Desde que fuera presentada ante la Asamblea Nacional en abril de 2021, el proyecto de ley 625 que adopta la legislación de extinción de dominio de bienes ilícitos, levantó numerosas dudas y suspicacias. No se le deparaba buen destino porque en opinión de un considerable sector de la ciudadanía, la ley de marras representa un potencial disparo en el propio pie de quienes legislan. Y el paso del tiempo ha venido a confirmar los resquemores populares: los hechos apuntan a que la norma en cuestión, luego de pasar por las manos de los “honorables diputados”, terminará convertida en un mamotreto que, con un poco de suerte, servirá únicamente para perseguir a los vendedores de huevos de tortugas o a los furtivos cazadores de iguanas.
En la más reciente burla orquestada desde la sede legislativa y, evidentemente, con la intención de cubrirse las espaldas, pretenden que la norma no aplique en aquellos casos de delitos contra la administración pública.
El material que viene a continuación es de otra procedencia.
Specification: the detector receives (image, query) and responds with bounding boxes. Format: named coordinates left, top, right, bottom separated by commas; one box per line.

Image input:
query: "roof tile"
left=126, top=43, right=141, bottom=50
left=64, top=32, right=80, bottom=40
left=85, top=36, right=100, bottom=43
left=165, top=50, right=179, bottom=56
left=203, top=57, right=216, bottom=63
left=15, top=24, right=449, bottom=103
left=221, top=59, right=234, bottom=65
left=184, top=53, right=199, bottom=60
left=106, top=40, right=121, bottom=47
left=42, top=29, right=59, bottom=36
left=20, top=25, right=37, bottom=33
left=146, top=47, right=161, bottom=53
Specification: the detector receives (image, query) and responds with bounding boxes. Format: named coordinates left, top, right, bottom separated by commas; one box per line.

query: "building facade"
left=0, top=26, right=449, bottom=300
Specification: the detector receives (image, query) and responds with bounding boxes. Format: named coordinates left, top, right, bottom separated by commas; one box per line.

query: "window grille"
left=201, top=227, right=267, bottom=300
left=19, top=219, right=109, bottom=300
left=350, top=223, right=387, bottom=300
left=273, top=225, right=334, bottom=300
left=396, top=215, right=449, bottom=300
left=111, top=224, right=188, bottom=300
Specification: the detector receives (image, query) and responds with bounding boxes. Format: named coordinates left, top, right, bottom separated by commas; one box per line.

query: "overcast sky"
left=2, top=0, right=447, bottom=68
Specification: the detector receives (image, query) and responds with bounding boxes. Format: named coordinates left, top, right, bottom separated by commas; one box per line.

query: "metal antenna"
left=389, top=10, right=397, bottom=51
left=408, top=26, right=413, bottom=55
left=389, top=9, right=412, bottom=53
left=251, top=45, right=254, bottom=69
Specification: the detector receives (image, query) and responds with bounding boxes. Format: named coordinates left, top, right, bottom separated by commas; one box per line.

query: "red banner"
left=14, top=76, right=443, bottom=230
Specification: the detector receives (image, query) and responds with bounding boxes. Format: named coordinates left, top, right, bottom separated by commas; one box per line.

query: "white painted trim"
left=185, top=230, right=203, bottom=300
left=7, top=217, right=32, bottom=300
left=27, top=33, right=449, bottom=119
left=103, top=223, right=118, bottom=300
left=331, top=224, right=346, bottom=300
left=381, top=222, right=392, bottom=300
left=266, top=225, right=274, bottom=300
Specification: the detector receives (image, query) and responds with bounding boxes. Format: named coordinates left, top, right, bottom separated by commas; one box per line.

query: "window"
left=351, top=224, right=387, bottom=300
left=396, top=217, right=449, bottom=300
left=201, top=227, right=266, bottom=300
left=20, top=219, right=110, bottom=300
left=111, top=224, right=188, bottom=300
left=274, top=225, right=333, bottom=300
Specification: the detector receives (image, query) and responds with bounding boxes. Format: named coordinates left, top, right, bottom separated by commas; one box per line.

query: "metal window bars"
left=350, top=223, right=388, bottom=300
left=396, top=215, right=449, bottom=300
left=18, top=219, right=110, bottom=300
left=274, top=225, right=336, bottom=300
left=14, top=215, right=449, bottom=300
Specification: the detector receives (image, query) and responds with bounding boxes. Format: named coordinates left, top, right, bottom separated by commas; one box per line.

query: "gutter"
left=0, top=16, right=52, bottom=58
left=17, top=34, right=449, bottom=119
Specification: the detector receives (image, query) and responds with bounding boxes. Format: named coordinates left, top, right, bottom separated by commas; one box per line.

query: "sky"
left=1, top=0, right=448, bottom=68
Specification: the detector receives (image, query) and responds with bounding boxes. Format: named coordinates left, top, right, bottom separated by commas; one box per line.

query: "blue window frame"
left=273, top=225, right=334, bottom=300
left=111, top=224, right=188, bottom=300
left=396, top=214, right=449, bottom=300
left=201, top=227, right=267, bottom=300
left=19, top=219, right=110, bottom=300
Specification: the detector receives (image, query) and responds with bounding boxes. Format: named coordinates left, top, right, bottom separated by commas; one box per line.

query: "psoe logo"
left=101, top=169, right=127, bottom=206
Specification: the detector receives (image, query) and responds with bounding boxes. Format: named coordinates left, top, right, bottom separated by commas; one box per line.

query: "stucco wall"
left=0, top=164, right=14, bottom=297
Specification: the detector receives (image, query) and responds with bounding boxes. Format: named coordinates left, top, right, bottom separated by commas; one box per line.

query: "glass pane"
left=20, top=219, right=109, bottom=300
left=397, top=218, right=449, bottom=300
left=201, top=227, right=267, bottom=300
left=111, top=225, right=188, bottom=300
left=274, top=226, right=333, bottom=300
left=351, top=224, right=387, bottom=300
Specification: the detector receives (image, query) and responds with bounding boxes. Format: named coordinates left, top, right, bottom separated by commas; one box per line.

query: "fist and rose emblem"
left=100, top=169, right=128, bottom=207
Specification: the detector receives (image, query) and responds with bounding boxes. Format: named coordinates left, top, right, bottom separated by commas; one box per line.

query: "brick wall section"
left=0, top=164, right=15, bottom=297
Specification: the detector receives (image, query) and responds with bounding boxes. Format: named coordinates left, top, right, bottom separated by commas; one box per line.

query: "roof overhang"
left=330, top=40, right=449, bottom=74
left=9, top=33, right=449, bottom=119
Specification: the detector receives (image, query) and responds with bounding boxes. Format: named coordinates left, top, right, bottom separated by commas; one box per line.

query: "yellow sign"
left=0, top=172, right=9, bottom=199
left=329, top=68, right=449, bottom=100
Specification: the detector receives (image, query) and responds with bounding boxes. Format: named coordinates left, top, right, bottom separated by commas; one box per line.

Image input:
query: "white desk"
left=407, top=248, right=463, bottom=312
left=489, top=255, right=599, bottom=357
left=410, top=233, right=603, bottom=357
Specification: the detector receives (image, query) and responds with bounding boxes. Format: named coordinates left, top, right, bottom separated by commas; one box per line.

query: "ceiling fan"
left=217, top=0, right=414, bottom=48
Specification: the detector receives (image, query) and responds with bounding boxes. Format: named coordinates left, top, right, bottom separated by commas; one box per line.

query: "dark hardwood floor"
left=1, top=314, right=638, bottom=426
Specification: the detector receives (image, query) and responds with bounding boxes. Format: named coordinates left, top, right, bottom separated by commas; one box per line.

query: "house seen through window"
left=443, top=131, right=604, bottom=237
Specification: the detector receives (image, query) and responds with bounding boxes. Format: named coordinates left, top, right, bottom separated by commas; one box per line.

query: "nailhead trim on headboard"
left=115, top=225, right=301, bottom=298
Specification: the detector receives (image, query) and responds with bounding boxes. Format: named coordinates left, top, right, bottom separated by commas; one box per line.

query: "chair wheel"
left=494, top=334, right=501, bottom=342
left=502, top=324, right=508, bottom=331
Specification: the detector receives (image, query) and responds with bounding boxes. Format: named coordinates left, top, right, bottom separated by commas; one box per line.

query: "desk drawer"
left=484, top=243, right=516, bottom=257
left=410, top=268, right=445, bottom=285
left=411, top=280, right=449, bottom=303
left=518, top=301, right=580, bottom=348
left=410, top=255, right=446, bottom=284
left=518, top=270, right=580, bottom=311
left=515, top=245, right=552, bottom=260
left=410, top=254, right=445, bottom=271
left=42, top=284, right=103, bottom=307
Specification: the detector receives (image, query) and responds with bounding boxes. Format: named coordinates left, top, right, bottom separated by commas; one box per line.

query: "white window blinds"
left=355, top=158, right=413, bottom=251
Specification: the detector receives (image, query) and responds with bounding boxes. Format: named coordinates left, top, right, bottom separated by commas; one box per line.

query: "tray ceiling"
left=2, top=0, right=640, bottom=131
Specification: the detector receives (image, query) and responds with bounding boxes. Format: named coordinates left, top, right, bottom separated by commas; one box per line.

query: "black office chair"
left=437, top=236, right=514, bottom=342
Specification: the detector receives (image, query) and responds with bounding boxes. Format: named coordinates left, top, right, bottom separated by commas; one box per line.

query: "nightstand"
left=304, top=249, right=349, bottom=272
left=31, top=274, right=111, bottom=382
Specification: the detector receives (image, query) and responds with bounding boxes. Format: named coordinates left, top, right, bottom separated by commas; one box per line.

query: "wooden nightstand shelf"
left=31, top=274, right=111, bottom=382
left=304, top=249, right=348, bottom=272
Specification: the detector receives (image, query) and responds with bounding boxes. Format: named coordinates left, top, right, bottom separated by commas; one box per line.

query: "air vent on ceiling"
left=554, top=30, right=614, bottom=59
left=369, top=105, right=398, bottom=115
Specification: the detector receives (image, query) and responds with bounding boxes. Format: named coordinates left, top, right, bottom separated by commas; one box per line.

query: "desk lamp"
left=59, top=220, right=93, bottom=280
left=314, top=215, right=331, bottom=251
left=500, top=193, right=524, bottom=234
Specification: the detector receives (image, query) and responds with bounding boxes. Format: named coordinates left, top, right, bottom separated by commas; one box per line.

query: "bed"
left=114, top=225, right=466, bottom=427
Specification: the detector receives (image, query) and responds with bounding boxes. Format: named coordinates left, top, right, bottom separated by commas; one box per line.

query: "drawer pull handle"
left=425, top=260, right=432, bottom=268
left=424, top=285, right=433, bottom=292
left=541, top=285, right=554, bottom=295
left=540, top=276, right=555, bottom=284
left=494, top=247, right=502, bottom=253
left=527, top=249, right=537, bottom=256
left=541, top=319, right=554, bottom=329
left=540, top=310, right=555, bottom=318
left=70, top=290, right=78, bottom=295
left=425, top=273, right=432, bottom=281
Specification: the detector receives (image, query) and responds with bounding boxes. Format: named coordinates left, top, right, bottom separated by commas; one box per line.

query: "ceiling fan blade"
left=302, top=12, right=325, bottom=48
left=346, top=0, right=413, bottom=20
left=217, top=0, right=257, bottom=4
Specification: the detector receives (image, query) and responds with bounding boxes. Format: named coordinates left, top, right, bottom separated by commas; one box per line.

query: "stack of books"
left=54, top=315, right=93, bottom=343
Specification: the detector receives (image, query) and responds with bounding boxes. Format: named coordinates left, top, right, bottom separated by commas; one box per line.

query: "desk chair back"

Esto significa que el peculado, la corrupción, el enriquecimiento injustificado, por mencionar algunos, no será de la incumbencia de esta ley. Los propósitos de la regla quedarán delimitados al narcotráfico, la extorsión, la estafa, la trata de personas, el homicidio, el blanqueo de capitales y el robo, lo que todavía puede representarles una amenaza.
Una nación toca fondo cuando su estructura legal se amolda a los intereses inconfesables de las castas en el poder; y en la nuestra, Panamá, la impunidad se consolidad en un nuevo capítulo de esta historia local de la infamia.